Des cas d’Ebola ont déjà été signalés dans les zones sous contrôle rebelle, y compris une infection à Goma, le quartier général du M23. Selon les chiffres du ministère congolais de la Santé, la transmission y semble actuellement faible. Cependant, les autorités sanitaires congolaises disposent d’une visibilité très limitée sur la situation dans ces territoires, ne pouvant vérifier de manière indépendante les données de base concernant les infections, le traçage des contacts et les décès. Un responsable de l’Institut national de santé publique de la République démocratique du Congo a clairement indiqué ne pas avoir accès à ces zones, rendant impossible l’établissement d’un bilan précis.

Menace d’une propagation massive aux Kivus

Malgré un contexte politique tendu, une forme de coopération technique perdure de part et d’autre de la ligne de front.

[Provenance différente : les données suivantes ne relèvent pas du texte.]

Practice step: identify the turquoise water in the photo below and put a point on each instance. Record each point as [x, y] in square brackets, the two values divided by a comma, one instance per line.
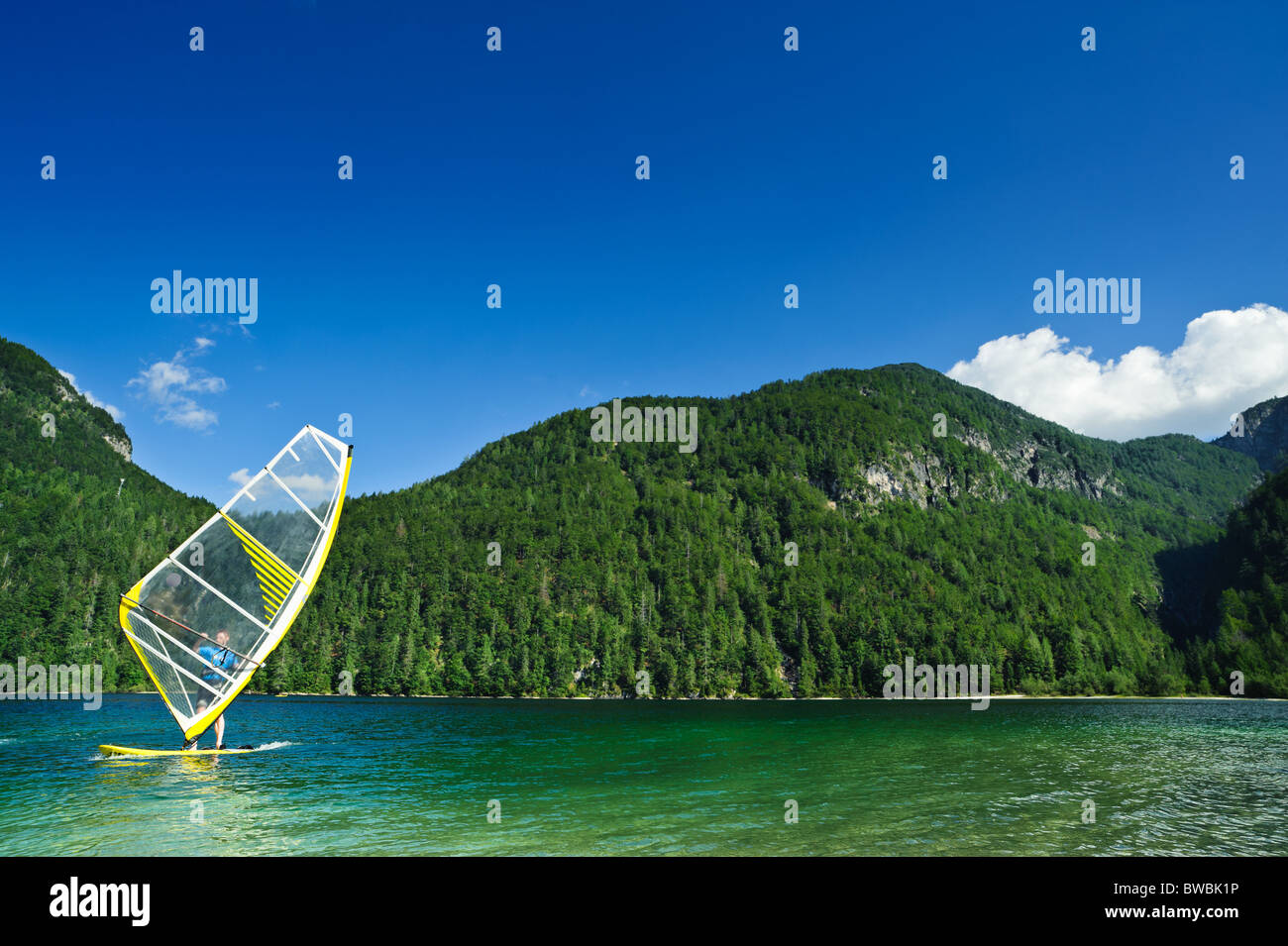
[402, 777]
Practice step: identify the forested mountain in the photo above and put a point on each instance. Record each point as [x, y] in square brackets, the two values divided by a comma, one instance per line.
[68, 543]
[1252, 607]
[1263, 434]
[634, 556]
[822, 529]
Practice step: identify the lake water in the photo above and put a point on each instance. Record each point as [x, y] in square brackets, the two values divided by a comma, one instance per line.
[410, 777]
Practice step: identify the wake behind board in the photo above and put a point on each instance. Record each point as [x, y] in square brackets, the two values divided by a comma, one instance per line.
[128, 751]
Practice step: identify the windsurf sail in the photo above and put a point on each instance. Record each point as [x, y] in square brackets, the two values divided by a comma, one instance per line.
[213, 610]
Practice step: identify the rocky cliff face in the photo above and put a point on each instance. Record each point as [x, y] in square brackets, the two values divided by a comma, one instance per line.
[1263, 435]
[919, 478]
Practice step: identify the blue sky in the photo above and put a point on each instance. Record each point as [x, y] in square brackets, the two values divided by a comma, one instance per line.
[518, 168]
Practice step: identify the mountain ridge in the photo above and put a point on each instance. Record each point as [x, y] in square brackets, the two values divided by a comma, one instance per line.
[925, 516]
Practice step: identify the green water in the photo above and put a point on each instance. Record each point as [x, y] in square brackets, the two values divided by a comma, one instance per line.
[403, 777]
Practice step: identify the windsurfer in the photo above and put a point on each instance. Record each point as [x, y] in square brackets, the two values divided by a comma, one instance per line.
[218, 656]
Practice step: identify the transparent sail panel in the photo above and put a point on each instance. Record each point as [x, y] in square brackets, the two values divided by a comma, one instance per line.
[230, 560]
[305, 470]
[207, 615]
[160, 658]
[275, 523]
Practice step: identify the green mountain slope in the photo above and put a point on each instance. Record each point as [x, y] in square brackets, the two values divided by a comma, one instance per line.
[1252, 607]
[632, 562]
[68, 545]
[619, 559]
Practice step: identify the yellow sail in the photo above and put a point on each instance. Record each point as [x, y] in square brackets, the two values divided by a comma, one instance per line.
[209, 614]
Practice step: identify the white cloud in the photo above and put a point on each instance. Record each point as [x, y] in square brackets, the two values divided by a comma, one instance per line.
[1229, 361]
[170, 385]
[89, 395]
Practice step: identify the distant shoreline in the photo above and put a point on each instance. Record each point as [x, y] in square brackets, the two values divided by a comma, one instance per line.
[759, 699]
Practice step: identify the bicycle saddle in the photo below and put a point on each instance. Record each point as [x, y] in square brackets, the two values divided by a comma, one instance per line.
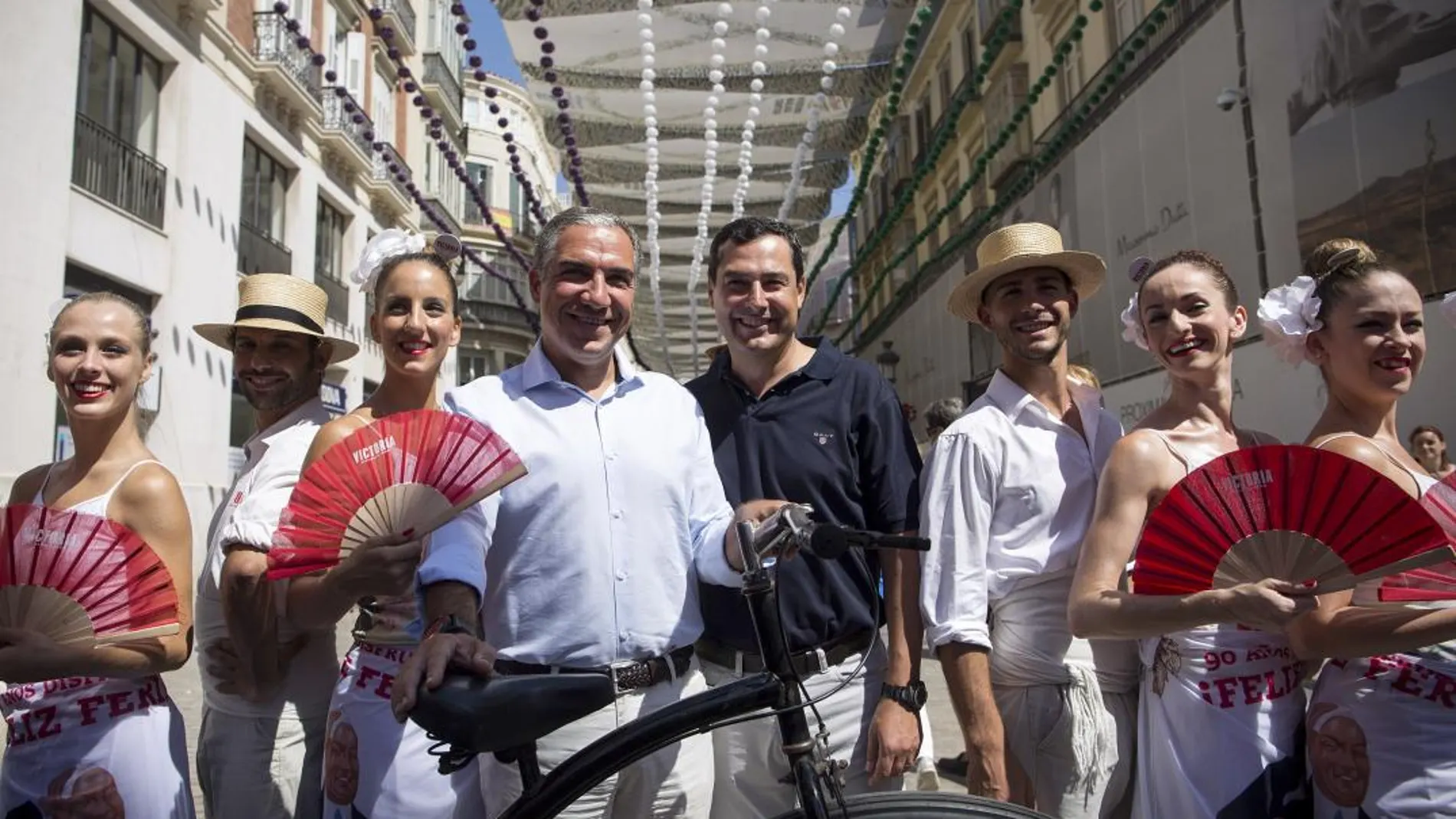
[488, 715]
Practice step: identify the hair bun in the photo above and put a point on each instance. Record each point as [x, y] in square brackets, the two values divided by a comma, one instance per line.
[448, 246]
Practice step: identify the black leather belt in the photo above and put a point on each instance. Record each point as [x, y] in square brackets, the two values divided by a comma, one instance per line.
[628, 676]
[807, 663]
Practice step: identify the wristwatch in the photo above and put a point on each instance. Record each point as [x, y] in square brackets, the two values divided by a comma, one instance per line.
[449, 624]
[910, 697]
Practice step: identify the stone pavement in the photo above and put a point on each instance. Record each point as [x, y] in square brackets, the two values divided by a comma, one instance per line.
[185, 689]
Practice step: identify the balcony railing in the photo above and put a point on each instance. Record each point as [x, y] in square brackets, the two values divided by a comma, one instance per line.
[404, 15]
[386, 163]
[438, 73]
[107, 166]
[344, 114]
[261, 254]
[338, 306]
[274, 44]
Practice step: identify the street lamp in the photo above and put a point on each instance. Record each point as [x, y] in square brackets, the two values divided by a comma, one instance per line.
[888, 359]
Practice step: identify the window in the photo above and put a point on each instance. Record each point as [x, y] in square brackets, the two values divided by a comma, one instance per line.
[265, 191]
[328, 249]
[382, 105]
[969, 50]
[1069, 79]
[120, 84]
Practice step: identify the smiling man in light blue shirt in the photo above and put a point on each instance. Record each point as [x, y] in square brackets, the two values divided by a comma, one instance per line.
[593, 559]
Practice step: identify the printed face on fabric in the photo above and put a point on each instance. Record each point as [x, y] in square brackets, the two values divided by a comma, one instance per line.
[98, 359]
[1187, 320]
[585, 294]
[756, 296]
[1373, 339]
[415, 319]
[277, 369]
[1030, 312]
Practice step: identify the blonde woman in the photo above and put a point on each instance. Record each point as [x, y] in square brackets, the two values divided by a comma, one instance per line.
[92, 729]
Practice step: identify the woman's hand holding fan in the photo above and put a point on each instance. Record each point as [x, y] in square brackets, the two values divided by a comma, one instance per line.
[1283, 517]
[409, 472]
[79, 581]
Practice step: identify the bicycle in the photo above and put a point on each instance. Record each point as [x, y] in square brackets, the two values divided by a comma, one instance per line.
[507, 715]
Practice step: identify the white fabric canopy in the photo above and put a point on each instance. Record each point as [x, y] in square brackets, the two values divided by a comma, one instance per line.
[597, 60]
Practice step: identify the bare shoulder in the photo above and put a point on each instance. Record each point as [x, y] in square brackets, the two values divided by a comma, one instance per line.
[25, 486]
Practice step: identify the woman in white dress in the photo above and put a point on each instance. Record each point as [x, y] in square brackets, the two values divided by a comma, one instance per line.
[373, 765]
[1382, 718]
[1202, 754]
[92, 731]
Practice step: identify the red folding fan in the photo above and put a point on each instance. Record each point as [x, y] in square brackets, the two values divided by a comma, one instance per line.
[1435, 582]
[1283, 511]
[82, 579]
[411, 470]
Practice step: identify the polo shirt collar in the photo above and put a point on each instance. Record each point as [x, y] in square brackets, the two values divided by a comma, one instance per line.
[538, 370]
[821, 365]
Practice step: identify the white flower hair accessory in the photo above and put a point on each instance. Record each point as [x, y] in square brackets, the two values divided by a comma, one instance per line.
[1289, 315]
[383, 247]
[1132, 325]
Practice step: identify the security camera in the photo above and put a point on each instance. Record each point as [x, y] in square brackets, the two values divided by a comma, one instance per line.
[1228, 98]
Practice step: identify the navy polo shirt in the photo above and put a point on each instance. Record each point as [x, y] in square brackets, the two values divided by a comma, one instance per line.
[830, 435]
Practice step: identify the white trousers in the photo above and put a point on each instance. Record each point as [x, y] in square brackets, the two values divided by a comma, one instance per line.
[749, 757]
[1041, 728]
[674, 783]
[260, 767]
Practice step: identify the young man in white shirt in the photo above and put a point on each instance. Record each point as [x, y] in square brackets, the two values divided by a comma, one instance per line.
[265, 689]
[589, 563]
[1048, 719]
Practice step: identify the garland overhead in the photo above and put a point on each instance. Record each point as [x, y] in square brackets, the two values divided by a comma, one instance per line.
[598, 54]
[1067, 134]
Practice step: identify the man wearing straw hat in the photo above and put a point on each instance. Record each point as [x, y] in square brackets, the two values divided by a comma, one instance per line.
[265, 687]
[1008, 493]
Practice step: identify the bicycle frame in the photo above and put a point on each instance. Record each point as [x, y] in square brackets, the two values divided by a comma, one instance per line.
[647, 735]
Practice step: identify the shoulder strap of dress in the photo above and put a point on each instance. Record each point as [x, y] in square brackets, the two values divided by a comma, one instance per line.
[1378, 445]
[1172, 450]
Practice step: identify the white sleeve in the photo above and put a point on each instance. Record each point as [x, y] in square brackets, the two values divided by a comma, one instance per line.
[959, 495]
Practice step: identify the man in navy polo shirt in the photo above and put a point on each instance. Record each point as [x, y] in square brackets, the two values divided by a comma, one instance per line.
[799, 419]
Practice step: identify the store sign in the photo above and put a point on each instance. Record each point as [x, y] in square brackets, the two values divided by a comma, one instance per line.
[334, 398]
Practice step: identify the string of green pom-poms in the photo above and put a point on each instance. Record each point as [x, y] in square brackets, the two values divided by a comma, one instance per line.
[1056, 146]
[909, 50]
[931, 158]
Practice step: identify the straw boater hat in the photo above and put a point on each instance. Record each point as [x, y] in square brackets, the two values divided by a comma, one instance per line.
[1017, 247]
[278, 301]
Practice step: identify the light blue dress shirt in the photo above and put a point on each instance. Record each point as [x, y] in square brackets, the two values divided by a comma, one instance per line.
[593, 558]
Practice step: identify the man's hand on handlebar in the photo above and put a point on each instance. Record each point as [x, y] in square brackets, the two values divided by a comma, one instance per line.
[428, 663]
[753, 513]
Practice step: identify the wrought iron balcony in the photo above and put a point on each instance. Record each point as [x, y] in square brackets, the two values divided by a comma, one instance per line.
[284, 54]
[441, 86]
[261, 254]
[108, 168]
[344, 120]
[399, 16]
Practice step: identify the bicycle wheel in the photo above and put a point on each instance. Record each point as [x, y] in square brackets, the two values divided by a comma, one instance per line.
[923, 804]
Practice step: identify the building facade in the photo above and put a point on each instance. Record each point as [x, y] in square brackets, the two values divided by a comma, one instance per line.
[1251, 129]
[498, 313]
[174, 147]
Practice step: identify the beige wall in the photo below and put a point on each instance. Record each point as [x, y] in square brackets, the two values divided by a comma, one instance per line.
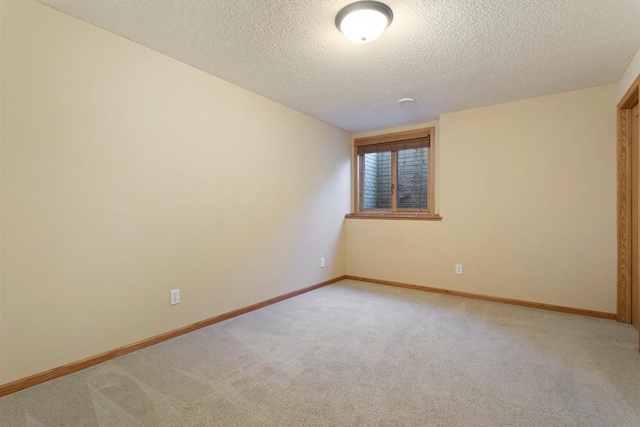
[631, 73]
[126, 174]
[527, 191]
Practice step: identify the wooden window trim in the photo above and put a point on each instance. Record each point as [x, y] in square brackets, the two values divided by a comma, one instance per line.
[394, 140]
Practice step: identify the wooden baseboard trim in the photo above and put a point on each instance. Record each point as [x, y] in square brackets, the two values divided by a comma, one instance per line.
[61, 371]
[541, 306]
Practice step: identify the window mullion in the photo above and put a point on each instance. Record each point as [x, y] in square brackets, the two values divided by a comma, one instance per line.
[394, 180]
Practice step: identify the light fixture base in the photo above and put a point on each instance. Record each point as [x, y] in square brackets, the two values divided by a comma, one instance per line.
[364, 21]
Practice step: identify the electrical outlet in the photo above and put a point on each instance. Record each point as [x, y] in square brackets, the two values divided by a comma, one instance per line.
[175, 297]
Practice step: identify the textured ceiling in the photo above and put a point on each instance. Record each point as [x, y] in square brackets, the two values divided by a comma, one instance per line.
[449, 55]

Des échantillons prélevés dans les zones rebelles sont acheminés à Kinshasa, la capitale, tandis que d’autres, provenant de Beni, dans la province du Nord-Kivu sous contrôle gouvernemental, sont analysés au laboratoire de Goma. Le gouvernement congolais continue par ailleurs de rémunérer les professionnels de santé et les techniciens de laboratoire opérant dans les territoires du M23, et collecte des données sur les cas et le traçage des contacts, bien que ces informations ne puissent être vérifiées de manière indépendante par les responsables sanitaires.

Toutefois, les foyers d’infection se rapprochent dangereusement des zones occupées, progressant vers le sud depuis l’épicentre situé dans la province d’Ituri. Un directeur pour l’est de la RDC d’une organisation humanitaire chrétienne alerte sur la nécessité de se préparer activement à une explosion du nombre de cas qui pourrait déferler sur les provinces des Kivus.

Pour les autorités de la RDC, une épidémie d’une telle ampleur dans les zones contrôlées par le M23 serait catastrophique pour les civils déjà pris au piège des conflits et du virus. La ministre des Affaires étrangères du Congo a affirmé que ni le M23 ni le Rwanda ne possèdent les moyens adéquats pour gérer une intervention d’urgence face à une menace de cette envergure.

Les millions de Congolais résidant en territoire rebelle sont ainsi confrontés à un triple péril : être contaminés par Ebola, mourir de faim ou succomber à la violence, comme l’a souligné Denis Mukwege, gynécologue et lauréat du prix Nobel de la paix 2018, reconnu pour son engagement auprès des victimes de violences sexuelles.